Social justice issues are ever a focus of media but cannot become confused with the mission of the church.  Speaking out on issues of race and perceived economic issues might be popular, and scripture does give instruction on these issues.  Materialism should be condemned.  It is right and necessary that the church should teach honesty, charity, and benevolence, both corporately and individually.  A church cannot display racism and should teach from scripture that racism is wrong.  But social justice is not the primary mission of the church, and scripture nowhere teaches socialism or wealth redistribution.  The mission of a countercultural church will be tightly defined and tied to the declaration and communication of the gospel.  Further, the nature of the gospel will be clearly defined according to the teaching of scripture.

It is not enough, however, just to make statements.  Churches must reflect and demonstrate biblical authority and teaching.  The weekly gathering of the church that centers on contemporary entertainment and low-content sermons does not accomplish this.  Nor do small groups that focus on social interaction to the exclusion of serious consideration of scripture and Christian teaching.  The weekly gathering of a countercultural church will include a sermon from scripture that is true, substantial, and, well, scriptural.  Music will focus on more than just entertainment or “Jesus as my good luck charm.”  Music in church gatherings will sing back to God His attributes and nature, His grace and the great acts of the atonement in Christ, as an act of corporate worship.  Sermons, lessons, and small groups will proclaim the gospel from scripture and all of its ramifications for life.  Believers will be equipped to live in this world, even as they continually focus on the next world.  Salvation through repentant faith with an eternal focus will be taught, to the exclusion of merely an emphasis on popular themes like prosperity, success, and self-affirmation.  A countercultural church will thus tend to be reflective of a more traditional model than of more contemporary ideas of church.

Francis Schaeffer wrote in “The Great Evangelical Disaster” that If the truth of the Christian faith is in fact truth, then it stands in antithesis to the ideas and immorality of our age, and it must be practiced both in teaching and practical action.  Truth demands confrontation.  It must be loving confrontation, but there must be confrontation nonetheless.”  That confrontation will often be uncomfortable.  The countercultural church, indeed the countercultural Christian, is likely to experience a degree of rejection, ridicule, and even persecution.      

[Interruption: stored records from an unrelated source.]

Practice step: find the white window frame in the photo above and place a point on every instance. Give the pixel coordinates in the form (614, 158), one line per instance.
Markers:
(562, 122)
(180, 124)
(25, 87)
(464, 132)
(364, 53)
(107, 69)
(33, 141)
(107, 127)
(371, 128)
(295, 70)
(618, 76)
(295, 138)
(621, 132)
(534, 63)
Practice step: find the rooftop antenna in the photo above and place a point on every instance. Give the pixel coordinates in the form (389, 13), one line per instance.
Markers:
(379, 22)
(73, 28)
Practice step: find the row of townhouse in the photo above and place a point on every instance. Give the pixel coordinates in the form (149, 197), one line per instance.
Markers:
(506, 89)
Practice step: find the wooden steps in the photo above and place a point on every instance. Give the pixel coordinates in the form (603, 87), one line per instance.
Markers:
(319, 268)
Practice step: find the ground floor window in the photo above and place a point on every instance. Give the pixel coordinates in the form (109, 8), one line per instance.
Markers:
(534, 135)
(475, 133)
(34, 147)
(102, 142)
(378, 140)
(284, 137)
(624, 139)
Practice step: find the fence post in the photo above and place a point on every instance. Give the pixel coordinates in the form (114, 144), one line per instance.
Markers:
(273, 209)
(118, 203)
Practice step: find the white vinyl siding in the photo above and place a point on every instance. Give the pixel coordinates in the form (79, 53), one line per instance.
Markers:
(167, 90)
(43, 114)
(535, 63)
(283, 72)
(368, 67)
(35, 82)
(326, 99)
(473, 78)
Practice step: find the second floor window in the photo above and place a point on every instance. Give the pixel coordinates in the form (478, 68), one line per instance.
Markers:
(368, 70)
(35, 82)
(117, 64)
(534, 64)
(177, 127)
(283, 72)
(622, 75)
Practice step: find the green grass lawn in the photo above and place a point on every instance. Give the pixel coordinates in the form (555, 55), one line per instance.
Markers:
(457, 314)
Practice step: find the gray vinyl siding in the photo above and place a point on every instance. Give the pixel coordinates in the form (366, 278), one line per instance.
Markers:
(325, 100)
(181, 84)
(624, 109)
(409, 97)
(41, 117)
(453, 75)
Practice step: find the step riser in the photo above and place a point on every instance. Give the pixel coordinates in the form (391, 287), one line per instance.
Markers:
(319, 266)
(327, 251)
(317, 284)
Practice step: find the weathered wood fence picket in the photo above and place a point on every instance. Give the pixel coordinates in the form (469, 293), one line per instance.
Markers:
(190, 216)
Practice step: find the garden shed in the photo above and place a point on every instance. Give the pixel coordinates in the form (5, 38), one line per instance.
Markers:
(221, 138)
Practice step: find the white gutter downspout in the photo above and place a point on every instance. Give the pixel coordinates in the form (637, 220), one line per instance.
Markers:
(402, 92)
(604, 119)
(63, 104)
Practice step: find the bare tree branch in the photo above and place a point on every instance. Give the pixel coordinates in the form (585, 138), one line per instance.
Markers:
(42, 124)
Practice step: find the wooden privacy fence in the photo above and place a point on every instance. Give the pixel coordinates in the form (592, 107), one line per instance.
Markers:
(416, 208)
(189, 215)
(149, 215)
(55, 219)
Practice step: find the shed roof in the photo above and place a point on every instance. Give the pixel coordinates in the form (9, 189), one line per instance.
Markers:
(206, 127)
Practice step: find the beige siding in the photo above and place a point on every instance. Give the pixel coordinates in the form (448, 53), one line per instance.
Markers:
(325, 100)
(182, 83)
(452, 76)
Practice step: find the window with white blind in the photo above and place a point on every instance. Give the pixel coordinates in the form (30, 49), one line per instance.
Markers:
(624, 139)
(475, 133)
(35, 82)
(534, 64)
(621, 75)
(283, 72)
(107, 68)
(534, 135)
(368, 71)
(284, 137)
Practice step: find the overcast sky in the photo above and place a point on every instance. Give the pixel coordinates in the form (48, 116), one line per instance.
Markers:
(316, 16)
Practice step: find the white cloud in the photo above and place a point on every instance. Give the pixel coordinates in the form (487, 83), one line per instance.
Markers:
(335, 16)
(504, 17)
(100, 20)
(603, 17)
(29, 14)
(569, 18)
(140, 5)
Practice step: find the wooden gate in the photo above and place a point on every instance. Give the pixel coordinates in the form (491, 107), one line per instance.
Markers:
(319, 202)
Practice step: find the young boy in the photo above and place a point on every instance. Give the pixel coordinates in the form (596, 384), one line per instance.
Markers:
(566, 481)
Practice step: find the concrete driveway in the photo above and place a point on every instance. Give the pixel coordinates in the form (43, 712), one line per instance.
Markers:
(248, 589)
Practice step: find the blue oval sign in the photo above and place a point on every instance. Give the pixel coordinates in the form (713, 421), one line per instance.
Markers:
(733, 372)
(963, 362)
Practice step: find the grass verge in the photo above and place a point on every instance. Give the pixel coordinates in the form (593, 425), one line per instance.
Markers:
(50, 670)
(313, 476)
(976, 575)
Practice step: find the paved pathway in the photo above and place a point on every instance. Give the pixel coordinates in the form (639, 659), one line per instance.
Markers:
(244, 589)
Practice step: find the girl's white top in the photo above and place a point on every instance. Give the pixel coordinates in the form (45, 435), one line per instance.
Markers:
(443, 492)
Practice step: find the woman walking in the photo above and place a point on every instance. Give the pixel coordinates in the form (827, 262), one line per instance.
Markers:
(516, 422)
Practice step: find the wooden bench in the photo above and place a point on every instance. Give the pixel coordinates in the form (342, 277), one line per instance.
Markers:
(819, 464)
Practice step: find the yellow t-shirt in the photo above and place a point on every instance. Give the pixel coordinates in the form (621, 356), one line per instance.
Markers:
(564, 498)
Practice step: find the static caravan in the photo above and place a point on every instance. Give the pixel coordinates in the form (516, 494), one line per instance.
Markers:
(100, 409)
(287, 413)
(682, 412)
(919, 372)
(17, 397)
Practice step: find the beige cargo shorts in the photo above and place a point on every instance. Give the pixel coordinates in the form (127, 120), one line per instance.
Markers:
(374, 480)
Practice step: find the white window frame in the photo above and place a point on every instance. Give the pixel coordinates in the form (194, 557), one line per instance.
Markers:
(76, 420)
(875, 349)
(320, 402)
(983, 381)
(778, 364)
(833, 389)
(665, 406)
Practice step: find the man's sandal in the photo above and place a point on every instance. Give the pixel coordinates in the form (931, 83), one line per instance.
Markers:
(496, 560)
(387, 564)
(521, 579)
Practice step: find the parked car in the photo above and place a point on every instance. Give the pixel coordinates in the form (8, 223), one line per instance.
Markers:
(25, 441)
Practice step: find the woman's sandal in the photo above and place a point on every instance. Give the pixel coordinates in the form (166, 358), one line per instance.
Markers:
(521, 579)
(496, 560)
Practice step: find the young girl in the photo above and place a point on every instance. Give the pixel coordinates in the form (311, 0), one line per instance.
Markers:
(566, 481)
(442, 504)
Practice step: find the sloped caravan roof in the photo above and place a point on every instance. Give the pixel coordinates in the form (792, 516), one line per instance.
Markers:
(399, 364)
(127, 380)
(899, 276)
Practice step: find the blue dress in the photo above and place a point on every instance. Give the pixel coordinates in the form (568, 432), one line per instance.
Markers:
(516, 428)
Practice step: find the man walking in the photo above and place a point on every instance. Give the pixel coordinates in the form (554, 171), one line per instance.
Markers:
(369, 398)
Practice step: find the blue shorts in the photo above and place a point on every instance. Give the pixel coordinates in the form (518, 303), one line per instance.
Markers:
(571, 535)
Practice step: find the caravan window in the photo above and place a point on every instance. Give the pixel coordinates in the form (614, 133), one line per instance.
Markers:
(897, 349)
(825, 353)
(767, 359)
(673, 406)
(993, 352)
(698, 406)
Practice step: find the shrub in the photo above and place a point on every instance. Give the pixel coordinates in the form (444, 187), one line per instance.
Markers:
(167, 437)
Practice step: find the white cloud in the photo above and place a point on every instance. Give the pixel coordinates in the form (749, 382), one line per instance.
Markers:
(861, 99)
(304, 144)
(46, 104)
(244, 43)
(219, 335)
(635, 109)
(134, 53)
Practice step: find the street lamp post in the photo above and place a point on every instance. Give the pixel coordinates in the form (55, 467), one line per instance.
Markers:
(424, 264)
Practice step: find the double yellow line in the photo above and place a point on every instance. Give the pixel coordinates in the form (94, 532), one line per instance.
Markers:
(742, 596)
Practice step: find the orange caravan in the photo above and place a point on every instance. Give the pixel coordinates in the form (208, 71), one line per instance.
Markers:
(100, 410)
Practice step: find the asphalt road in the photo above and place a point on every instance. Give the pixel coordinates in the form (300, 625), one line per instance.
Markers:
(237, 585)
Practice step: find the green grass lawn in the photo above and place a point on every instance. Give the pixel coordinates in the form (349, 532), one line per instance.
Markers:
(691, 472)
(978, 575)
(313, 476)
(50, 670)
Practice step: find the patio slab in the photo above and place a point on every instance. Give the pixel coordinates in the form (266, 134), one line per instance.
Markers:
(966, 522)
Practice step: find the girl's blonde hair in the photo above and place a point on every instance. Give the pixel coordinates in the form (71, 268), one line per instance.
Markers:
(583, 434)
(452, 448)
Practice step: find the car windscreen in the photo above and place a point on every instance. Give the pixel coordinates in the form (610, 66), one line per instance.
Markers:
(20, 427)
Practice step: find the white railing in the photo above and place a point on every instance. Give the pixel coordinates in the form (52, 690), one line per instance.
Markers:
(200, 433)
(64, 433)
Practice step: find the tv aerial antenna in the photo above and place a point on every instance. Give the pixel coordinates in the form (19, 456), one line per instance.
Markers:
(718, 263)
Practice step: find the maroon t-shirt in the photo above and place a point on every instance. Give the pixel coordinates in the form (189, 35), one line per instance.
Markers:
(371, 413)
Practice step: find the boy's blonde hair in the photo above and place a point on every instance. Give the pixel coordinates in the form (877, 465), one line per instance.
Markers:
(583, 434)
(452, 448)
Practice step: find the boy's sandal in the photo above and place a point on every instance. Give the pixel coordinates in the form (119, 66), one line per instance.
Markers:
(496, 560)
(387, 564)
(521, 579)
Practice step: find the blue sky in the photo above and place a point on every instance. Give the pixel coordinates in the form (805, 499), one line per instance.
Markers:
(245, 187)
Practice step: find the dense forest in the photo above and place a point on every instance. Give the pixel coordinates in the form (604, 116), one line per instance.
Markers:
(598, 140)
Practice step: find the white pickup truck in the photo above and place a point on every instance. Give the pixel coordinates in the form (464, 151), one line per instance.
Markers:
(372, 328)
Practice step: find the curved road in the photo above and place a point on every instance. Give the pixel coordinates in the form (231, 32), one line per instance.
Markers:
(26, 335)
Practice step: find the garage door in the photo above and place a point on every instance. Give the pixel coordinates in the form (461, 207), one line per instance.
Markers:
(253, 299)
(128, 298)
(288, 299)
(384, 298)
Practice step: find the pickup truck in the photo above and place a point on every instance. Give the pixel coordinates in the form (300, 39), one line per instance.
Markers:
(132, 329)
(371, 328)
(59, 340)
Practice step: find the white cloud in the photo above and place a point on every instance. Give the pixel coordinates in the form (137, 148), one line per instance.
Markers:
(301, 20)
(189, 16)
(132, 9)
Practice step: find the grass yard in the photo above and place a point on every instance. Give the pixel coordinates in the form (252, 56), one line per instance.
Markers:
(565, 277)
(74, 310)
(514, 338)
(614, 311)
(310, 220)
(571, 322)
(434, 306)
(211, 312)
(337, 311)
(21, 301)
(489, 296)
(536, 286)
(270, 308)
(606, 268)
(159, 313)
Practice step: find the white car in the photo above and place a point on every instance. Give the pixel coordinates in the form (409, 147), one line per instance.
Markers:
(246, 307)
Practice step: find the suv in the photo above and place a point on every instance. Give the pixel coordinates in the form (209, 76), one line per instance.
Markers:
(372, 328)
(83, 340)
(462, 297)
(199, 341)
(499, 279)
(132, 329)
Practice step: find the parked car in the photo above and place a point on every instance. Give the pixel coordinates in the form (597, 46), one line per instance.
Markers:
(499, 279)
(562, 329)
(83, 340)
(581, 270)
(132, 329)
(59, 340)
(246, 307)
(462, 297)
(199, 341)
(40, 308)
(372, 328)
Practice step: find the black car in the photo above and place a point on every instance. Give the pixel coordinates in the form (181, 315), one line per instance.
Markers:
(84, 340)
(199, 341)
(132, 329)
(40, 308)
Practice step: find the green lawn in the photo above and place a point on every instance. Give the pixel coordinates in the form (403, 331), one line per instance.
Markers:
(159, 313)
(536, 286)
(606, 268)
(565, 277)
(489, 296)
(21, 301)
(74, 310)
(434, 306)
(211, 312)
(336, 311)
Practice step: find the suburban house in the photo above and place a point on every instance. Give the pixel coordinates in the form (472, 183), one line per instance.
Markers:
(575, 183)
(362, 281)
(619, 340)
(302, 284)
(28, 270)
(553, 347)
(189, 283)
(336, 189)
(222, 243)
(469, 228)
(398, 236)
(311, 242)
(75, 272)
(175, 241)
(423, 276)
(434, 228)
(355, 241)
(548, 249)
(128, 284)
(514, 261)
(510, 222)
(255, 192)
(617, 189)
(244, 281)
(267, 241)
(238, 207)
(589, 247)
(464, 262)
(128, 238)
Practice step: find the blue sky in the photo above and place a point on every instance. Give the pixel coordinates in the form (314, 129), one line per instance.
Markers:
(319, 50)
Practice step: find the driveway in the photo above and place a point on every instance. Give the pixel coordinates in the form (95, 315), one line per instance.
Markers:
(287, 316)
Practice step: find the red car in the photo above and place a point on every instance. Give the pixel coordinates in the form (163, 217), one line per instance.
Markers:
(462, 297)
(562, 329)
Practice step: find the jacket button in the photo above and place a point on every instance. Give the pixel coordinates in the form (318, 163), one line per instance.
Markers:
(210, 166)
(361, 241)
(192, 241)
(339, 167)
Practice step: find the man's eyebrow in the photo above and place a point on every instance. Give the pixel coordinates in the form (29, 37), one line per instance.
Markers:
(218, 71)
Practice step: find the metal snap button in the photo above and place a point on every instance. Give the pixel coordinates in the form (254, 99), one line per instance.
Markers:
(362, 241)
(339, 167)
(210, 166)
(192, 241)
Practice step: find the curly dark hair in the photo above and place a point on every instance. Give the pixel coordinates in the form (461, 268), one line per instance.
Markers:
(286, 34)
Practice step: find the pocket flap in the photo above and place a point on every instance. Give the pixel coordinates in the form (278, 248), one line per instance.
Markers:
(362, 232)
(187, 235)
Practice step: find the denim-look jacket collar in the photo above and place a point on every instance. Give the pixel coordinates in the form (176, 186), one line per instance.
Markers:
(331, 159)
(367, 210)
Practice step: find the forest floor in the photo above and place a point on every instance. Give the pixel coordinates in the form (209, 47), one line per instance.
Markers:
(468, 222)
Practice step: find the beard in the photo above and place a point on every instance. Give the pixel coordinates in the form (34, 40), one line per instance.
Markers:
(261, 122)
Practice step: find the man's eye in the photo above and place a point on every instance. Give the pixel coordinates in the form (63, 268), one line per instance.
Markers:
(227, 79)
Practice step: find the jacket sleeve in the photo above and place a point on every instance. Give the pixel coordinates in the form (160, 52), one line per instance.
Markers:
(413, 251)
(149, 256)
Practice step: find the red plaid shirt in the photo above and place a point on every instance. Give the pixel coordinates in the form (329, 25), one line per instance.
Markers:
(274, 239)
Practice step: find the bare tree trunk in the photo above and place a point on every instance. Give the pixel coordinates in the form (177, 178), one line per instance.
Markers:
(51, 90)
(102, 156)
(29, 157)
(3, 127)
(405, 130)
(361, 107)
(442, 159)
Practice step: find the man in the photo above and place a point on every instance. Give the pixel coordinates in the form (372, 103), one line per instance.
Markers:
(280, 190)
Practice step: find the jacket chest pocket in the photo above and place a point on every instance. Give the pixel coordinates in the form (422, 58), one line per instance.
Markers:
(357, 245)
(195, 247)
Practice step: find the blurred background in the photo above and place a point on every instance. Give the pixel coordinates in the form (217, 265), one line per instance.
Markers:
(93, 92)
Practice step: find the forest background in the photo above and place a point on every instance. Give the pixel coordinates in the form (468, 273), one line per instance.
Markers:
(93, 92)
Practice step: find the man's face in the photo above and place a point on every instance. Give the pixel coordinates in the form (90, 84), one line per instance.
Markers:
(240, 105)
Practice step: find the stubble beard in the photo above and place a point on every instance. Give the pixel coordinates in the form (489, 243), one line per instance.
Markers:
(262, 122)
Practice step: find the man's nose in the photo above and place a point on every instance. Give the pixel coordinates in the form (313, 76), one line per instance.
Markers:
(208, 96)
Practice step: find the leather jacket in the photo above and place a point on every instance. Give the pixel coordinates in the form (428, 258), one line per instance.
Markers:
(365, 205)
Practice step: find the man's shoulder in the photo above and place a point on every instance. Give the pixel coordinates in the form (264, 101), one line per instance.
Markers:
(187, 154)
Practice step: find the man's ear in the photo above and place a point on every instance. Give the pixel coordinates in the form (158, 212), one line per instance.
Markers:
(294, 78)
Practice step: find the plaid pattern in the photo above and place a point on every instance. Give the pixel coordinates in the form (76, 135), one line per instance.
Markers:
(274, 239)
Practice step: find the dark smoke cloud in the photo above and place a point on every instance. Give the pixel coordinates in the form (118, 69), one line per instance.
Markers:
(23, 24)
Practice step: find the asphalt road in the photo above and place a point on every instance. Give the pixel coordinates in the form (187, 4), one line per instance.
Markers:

In his 1970 work “The Mark of the Christian,“ Francis Schaeffer wrote, “The Christian really has a double task.  He has to practice both God’s holiness and God’s love.  The Christian is to exhibit that God exists as the infinite-personal God; and then he is to exhibit simultaneously God’s character of holiness and love.  Not his holiness without his love: that is only harshness.  Not his love without his holiness: that is only compromise.  Anything that an individual Christian or Christian group does that fails to show the simultaneous balance of the holiness of God and the love of God presents to the watching world not a demonstration of the God who exists but a caricature of the God who exists.”  Sadly, the contemporary church, and the contemporary Christian, too often are thoroughly wed to current culture and thus demonstrate a bad caricature of God.  The church will not be effective in communicating the gospel if it is not to a great degree countercultural.